As far as replacing formerly successful coaches goes, Bryan Harsin has some advantages that most don’t enjoy when they take over a program.

Most programs that need a new head coach are listlessly looking for direction, have internal strife and/or a depth chart woefully lacking in talent. That’s not the case with Harsin – at least it shouldn’t be.

First, Harsin has been a head coach before. He’s captained the ship at Arkansas State and Boise State. He had a 76-24 overall record, which should be incredibly encouraging for Auburn fans. How many programs have to take a chance on an up-and-coming coordinator when they hire a coach? When that happens, it seems to fail many more times than not.

Whatever internal strife that existed over replacing former coach Gus Malzahn should be over assuming cooler heads prevail. Sure, some boosters might have preferred giving Malzahn another chance, especially with his hefty buyout, but those hard feelings had best be smoothed out if Auburn wishes to move forward and be successful. As for Auburn’s depth chart, it felt the sting of a coaching change last year. The Tigers’ 2021 recruiting finished 40th in the NCAA. Before that, the Tigers respectably hung around the top 10 in recruiting, which means slightly above average in the SEC. That’s at least something to work with.

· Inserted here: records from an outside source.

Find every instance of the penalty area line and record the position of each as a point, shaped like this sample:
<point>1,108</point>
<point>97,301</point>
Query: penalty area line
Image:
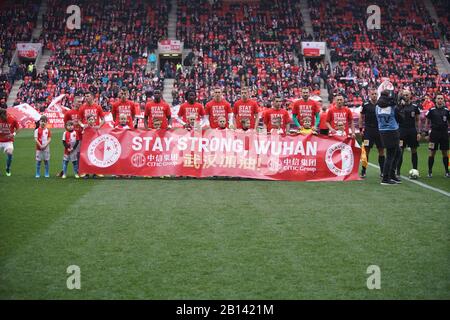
<point>423,185</point>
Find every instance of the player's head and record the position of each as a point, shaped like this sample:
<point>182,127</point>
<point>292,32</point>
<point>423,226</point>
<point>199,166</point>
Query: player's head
<point>123,119</point>
<point>191,121</point>
<point>91,120</point>
<point>406,94</point>
<point>245,93</point>
<point>89,96</point>
<point>277,102</point>
<point>222,122</point>
<point>305,93</point>
<point>43,121</point>
<point>307,122</point>
<point>123,94</point>
<point>69,126</point>
<point>217,93</point>
<point>157,123</point>
<point>245,123</point>
<point>157,95</point>
<point>191,96</point>
<point>3,114</point>
<point>339,101</point>
<point>373,95</point>
<point>440,101</point>
<point>276,123</point>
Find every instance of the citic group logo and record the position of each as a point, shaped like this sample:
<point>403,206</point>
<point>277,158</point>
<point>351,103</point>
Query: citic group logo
<point>104,151</point>
<point>339,159</point>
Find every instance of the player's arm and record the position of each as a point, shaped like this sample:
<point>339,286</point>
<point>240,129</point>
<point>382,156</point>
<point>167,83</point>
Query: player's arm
<point>37,140</point>
<point>360,122</point>
<point>317,123</point>
<point>146,114</point>
<point>101,115</point>
<point>231,120</point>
<point>113,112</point>
<point>328,123</point>
<point>417,120</point>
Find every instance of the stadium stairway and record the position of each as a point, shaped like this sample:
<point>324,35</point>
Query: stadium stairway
<point>304,9</point>
<point>172,26</point>
<point>38,30</point>
<point>167,92</point>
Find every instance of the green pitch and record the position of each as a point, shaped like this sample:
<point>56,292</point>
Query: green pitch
<point>219,239</point>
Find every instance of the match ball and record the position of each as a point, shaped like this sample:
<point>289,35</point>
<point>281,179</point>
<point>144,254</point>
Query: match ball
<point>414,174</point>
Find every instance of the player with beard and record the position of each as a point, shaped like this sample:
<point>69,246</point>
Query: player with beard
<point>8,129</point>
<point>277,117</point>
<point>246,108</point>
<point>408,114</point>
<point>124,106</point>
<point>306,107</point>
<point>217,108</point>
<point>191,108</point>
<point>157,109</point>
<point>340,113</point>
<point>91,108</point>
<point>368,126</point>
<point>438,117</point>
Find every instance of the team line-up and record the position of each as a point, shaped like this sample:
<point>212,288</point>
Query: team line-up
<point>380,123</point>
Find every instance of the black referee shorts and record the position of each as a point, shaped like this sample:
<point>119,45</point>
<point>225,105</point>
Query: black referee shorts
<point>390,139</point>
<point>371,137</point>
<point>438,139</point>
<point>408,138</point>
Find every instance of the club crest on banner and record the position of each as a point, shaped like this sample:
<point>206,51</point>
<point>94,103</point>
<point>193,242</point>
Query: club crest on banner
<point>138,160</point>
<point>339,159</point>
<point>104,151</point>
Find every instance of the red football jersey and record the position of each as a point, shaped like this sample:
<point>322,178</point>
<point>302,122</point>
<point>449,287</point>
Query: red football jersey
<point>187,110</point>
<point>336,115</point>
<point>215,110</point>
<point>272,116</point>
<point>157,110</point>
<point>7,129</point>
<point>42,135</point>
<point>73,115</point>
<point>70,138</point>
<point>323,120</point>
<point>303,109</point>
<point>128,107</point>
<point>245,109</point>
<point>94,109</point>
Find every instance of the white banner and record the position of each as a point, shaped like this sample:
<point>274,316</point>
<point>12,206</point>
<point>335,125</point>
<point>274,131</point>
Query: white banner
<point>28,50</point>
<point>313,49</point>
<point>170,46</point>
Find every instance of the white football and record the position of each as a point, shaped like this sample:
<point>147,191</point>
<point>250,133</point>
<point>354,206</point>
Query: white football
<point>414,174</point>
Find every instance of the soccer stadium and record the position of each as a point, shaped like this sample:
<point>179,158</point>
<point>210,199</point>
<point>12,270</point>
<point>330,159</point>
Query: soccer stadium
<point>224,149</point>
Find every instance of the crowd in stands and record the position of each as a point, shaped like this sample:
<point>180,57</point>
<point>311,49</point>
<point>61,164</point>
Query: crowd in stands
<point>17,20</point>
<point>398,51</point>
<point>236,44</point>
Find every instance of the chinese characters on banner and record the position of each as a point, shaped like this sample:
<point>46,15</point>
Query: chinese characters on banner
<point>219,153</point>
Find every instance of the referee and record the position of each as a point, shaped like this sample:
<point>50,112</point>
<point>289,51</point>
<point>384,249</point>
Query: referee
<point>409,121</point>
<point>369,131</point>
<point>390,136</point>
<point>439,118</point>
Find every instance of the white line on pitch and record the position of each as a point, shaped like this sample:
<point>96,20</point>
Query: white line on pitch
<point>418,183</point>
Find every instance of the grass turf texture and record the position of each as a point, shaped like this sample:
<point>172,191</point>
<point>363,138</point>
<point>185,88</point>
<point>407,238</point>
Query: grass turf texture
<point>219,239</point>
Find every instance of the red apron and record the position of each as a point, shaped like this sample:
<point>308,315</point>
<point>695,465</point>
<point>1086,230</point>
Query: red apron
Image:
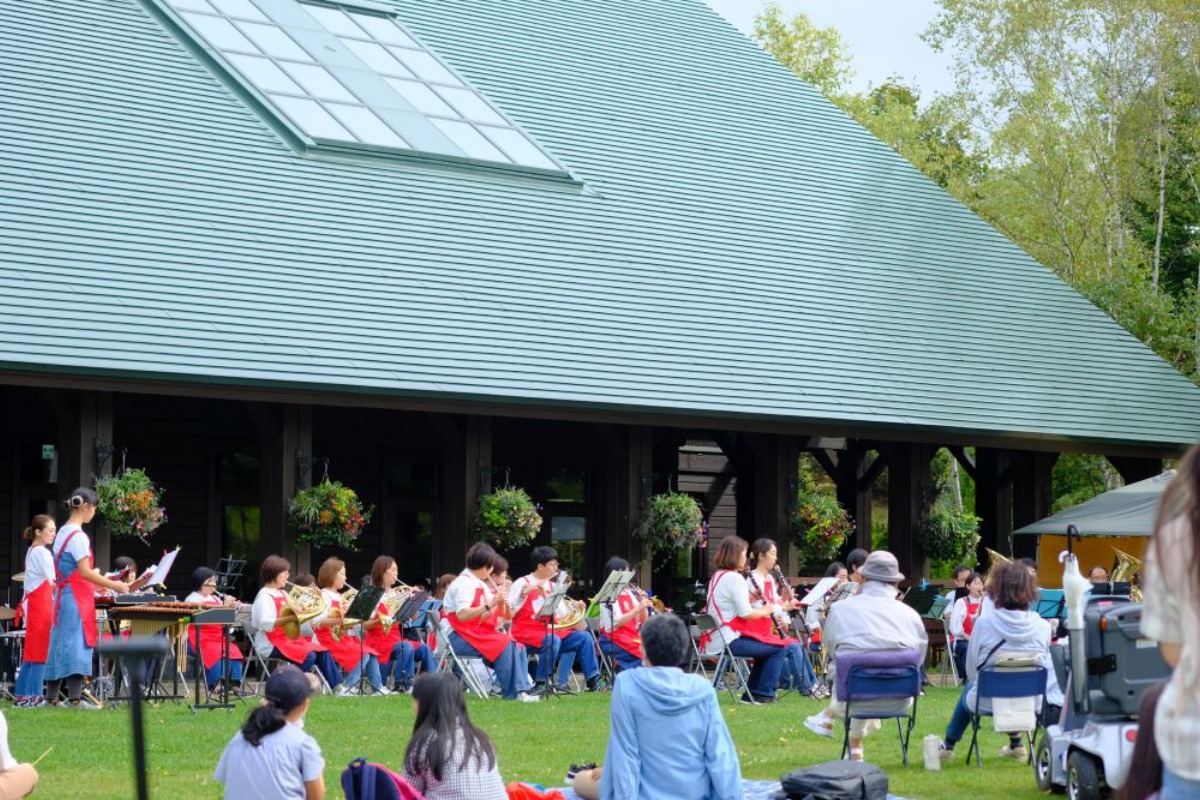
<point>83,591</point>
<point>480,632</point>
<point>211,641</point>
<point>347,651</point>
<point>627,637</point>
<point>39,620</point>
<point>297,649</point>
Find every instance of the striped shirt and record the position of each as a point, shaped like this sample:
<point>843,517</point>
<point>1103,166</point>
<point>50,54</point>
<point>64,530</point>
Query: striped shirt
<point>1171,613</point>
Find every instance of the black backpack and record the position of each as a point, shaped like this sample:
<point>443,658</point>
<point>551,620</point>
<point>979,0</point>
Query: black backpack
<point>837,781</point>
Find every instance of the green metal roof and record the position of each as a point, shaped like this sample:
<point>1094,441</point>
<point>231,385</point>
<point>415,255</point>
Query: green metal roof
<point>736,245</point>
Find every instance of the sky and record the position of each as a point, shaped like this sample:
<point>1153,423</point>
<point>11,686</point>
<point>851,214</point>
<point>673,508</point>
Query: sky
<point>883,37</point>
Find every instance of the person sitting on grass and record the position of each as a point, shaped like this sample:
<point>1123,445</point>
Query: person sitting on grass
<point>271,757</point>
<point>449,758</point>
<point>1009,626</point>
<point>696,761</point>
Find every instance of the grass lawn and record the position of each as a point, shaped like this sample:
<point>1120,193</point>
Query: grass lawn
<point>93,752</point>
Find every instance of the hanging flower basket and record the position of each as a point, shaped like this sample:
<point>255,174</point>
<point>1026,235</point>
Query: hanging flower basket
<point>671,522</point>
<point>822,527</point>
<point>329,513</point>
<point>130,504</point>
<point>507,518</point>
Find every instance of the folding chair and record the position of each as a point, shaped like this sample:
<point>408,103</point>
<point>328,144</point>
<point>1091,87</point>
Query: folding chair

Harsin has two main challenges moving forward. The long-term concern is that crimson team that also plays its home games in the state. Alabama is still pretty good, but Harsin shouldn’t be judged by his record against Bama — for now. The short-term challenge is overall depth in case one of his key players goes down. There is no player more key to Auburn’s immediate success than quarterback Bo Nix.

It’s unusual to have a starter in place when a new regime takes over. Usually, the quarterback is part of the problem that led to a coaching change in the first place. That’s not the case with Nix.

Nix may not be the elite quarterback his recruiting status promised, but he’s something Harsin can hang his hat on. Nix was named a team captain going into last season. He has played in 24 games, completes about 60%of his passes and averages 3.5-yards per rush. No, he’s not a polished Tom Brady, but he’s shown some flashes that he can turn the course of a game or two – or more.

“Bo’s a hard worker,” Harsin told Paul Finebaum on The SEC Network last week. “That’s the first thing and I love that about any player that I get a chance to coach. He does it in the weight room, he does it on the practice field, he does it in the film room. And that’s really all we ask from every single guy on our team.

“You’re coming in here and you’re willing to work hard at bettering yourself, developing yourself at this craft, especially the quarterback position. You want guys to work hard. I think he’s very tough and he showed that through spring.”

That, however, doesn’t mean Nix can’t be supplanted. Harsin has recently said that LSU transfer TJ Finley is pushing Nix for the starting position.

Ultimately, both players’ performances will determine who plays. However, there’s a philosophical battle for Harsin to consider as well. Staying with Nix is more calming and the safer way to go. Going with Finley is a bit more aggressive. Either approach can build equity — if it works out.

The talk about Finley making a move to become a starter could just be coachspeak. Harsin surely feels that Nix will handle the situation in the right way. There’s unlikely to be any pouting from Nix, who will likely just be motivated by the public questioning of his starting position.

Harsin knows all of this because he has had time to learn about Nix. He has had time to develop an offense that plays to Nix’s strengths instead of an offense that only played to Malzahn’s approach.

All that preparation carries with it some concern. What if something happens to Nix? It’s not an impossible notion. Key players are sidelined early in every season. Remember, Georgia lost Jacob Eason in its 2017 opener — and reached the national championship game with his true freshman backup, Jake Fromm, who beat Auburn in the SEC title game.

If Nix were to be unavailable, things could get interesting. The latest in Auburn has Finley stepping in. The better news would be if he and Nix had the same strengths and weaknesses. That way Harsin could make changes without massively altering his offense.

If not, Harsin has a challenge that he’d just as soon avoid in his first season. Far too many coaches have found their way to the exit door by seeming uncertain at quarterback early in their tenure. Harsin doesn’t need that.

Finley’s alleged ascension is likely coachspeak to motivate Nix, but there is no arguing Finley’s potential. If he grows into his 6-6 body, he could be an ascendant player reminiscent of another former Tiger who continued to grow mentally and psychologically throughout a national championship season.

Now, does Finley have Cam Newton type of ability? Probably not. Newton was considered an elite prospect coming out of high school turned in arguably the greatest single-season in SEC history. Finley doesn’t carry the same penance.

You won’t hear Harsin complain. As far as quarterback situations, a first-year coach in the SEC couldn’t ask for more. Harsin has the leader and team favorite while grooming an up-and-coming quarterback at the same time. If all SEC coaches could be so lucky.